Thursday, August 27, 2020

A Simple Metric of Player Agency

Most elements of the OSR playstyle– sandbox campaign design, player skill, exploration focus– are centered around maximizing player agency.  In general, the more agency the players have, the better your campaign will be.  

Player agency is generally a rather nebulous concept, more of a feeling than something that can be clearly defined and measured.  Until now, that is.  I've come up with a (rough but serviceable) measurement for it.

I call it TFMC: Time to First Meaningful Choice.  

In short: how long into a session is it before the party gets their first opportunity to make a meaningful choice?

"Do we explore the megadungeon some more or go track down the fugitive for the bounty" is a meaningful choice.  "Do we hire some retainers before we go back into the dungeon" is a meaningful choice.

"What games do we play and what food do we eat at the harvest festival" is probably not a meaningful choice, nor is "what route do we take to the adventure the DM has decided we're going on."  Choices will real consequences that have to be made completely blind also aren't meaningful, like if one of those two routes is safer but the more dangerous one offers a side quest, but you have no way of knowing that before you pick your route– not a meaningful choice.

In other words, a meaningful choice is a) consequential, and b) made with enough information (or the opportunity to gather information, even if you failed to do so) that the party can actually make an informed choice.  

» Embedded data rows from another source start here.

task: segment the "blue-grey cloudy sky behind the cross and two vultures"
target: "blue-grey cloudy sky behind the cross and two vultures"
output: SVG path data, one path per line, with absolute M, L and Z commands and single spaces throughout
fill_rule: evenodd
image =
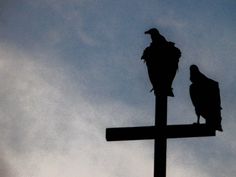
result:
M 153 141 L 105 128 L 154 124 L 144 31 L 182 57 L 168 123 L 196 121 L 189 66 L 220 84 L 223 133 L 168 140 L 167 177 L 236 174 L 236 1 L 1 0 L 0 177 L 151 177 Z

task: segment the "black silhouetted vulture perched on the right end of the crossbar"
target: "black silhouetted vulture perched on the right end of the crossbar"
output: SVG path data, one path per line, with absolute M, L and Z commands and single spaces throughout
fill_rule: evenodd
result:
M 223 131 L 221 127 L 221 100 L 218 82 L 207 78 L 196 65 L 190 66 L 190 96 L 195 107 L 197 123 L 200 116 L 206 124 L 215 130 Z

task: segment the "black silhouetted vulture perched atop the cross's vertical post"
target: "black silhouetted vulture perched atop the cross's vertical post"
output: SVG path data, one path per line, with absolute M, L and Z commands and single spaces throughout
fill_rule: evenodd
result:
M 151 35 L 152 43 L 144 50 L 141 59 L 146 62 L 152 90 L 155 94 L 174 96 L 171 85 L 178 69 L 181 52 L 156 28 L 146 31 L 145 34 Z

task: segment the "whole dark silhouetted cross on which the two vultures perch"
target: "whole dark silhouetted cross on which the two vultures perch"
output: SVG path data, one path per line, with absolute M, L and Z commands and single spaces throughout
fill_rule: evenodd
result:
M 167 125 L 167 96 L 157 95 L 155 125 L 107 128 L 107 141 L 154 139 L 154 177 L 166 176 L 167 138 L 215 136 L 206 124 Z

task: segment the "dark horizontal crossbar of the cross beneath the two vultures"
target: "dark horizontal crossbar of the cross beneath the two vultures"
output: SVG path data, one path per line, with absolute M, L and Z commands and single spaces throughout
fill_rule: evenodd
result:
M 215 136 L 215 130 L 206 124 L 167 125 L 165 127 L 120 127 L 107 128 L 107 141 L 145 140 L 166 138 L 191 138 Z

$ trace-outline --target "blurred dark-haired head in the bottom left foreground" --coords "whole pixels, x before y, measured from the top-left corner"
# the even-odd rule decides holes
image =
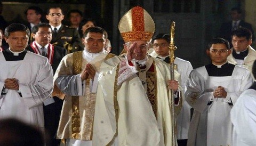
[[[8,118],[0,121],[0,145],[44,145],[43,133],[23,121]]]

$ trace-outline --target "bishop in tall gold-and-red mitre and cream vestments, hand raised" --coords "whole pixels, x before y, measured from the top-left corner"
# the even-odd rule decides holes
[[[131,22],[134,25],[127,25]],[[175,80],[170,80],[170,66],[147,55],[154,21],[142,7],[135,6],[121,19],[119,30],[127,53],[102,62],[93,145],[175,145],[169,89],[178,91],[177,99],[182,99],[180,75],[174,71]],[[177,107],[181,108],[181,103],[178,100]]]

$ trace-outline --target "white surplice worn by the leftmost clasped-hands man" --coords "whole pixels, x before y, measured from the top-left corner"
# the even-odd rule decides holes
[[[27,52],[19,61],[6,61],[0,52],[0,89],[6,78],[16,78],[17,90],[7,90],[0,98],[0,119],[17,118],[44,129],[43,101],[50,98],[53,70],[47,58]]]

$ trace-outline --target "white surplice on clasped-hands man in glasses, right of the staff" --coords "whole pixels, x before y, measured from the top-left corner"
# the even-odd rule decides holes
[[[232,76],[209,76],[205,67],[191,71],[186,84],[186,100],[194,108],[188,132],[188,145],[231,145],[230,110],[239,95],[253,83],[249,70],[235,66]],[[213,91],[222,86],[226,98],[214,98]],[[207,106],[209,102],[210,106]]]

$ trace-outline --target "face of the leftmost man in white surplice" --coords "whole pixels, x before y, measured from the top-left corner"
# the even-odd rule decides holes
[[[26,31],[15,31],[10,33],[9,37],[5,37],[6,42],[13,52],[23,51],[28,45],[28,35]]]

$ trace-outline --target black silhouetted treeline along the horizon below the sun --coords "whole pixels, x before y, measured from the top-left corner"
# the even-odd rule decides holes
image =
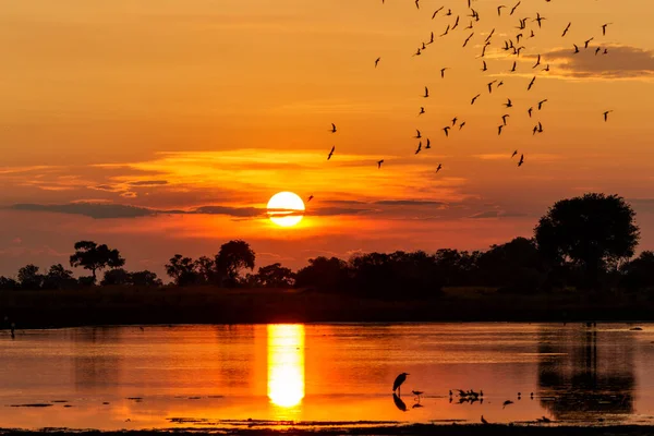
[[[541,218],[531,239],[516,238],[485,252],[438,250],[434,253],[358,254],[349,259],[316,257],[296,272],[280,264],[259,267],[245,241],[230,241],[197,259],[177,254],[166,264],[169,286],[219,288],[307,288],[383,299],[432,298],[444,287],[489,287],[534,293],[555,289],[654,289],[654,253],[633,258],[640,238],[635,214],[619,196],[586,194],[557,202]],[[69,289],[92,286],[161,287],[156,274],[126,271],[118,250],[77,242],[71,267],[89,276],[74,278],[53,265],[44,274],[35,265],[16,278],[0,277],[4,289]],[[97,280],[98,272],[102,279]]]

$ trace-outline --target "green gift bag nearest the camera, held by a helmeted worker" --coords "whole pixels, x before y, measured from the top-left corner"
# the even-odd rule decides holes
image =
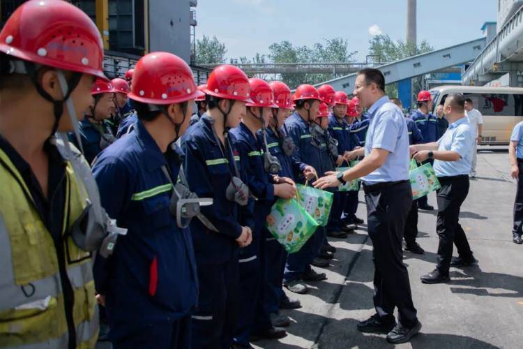
[[[314,234],[318,222],[296,199],[278,199],[267,216],[266,227],[288,253],[294,253]]]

A few clarifications: purely out of character stuff like recapping the last session or helping people create characters doesn't count towards session time for this purpose.  Introducing new characters does count, as does narrating any in-universe events that happen between sessions, like if you have a random events table you're rolling on.  In other words, only time spent actually playing counts.

Measure this TFMC every session.  After ten sessions or so, take an average for your campaign.  

I've been in 5E games where the TFMC was two hours or more.  A couple sessions lasted 4+ hours and had literally no meaningful choices.  That's not a game; that's an extended cutscene.  

A good OSR campaign should almost always have a TFMC of under 5 minutes, and pretty much never over 15 minutes.  The average should be under 10 minutes.  

Even that five minute target is only due to the aforementioned qualifiers– sessions may begin with in-character character intros and the referee narrating an event that happened.  Or you may enjoy starting sessions with a few minutes of in-character shooting the shit that doesn't affect the plot; nothing wrong with that if the whole group's into it.

One obvious objection to this metric is that you could have one meaningful choice early in a session, and every few thereafter.  Which, sure– it's a simplified metric.  In practice though, railroad-y campaigns generally have sessions structured so that the pre-plotted stuff is first and the part where the players make meaningful decisions is in the later part of the session.

You can probably see why– if this were reversed, with the meaningful choices first and the railroad stuff second, the choices made by the party could derail the session.  Or to avoid that, the DM would have to negate the player's choices in ways that would be unsatisfying even by the standards of people who otherwise like pre-plotted campaigns. 

I've had maybe two or three sessions like that, ever.  And also maybe three or four sessions that were the reverse, with high player agency but the first meaningful choice was over 15 minutes in.  

So in practice, I find this TFMC metric tracks very closely with the overall sandbox-y-ness and player freedom of a campaign.  

And just as important, as an OSR player I find it tracks very closely with how much I personally enjoy a campaign; when I do play non-OSR games, I find this metric more than anything else tells me early on whether I'm going to enjoy the campaign, or should make an excuse to gracefully drop out of it.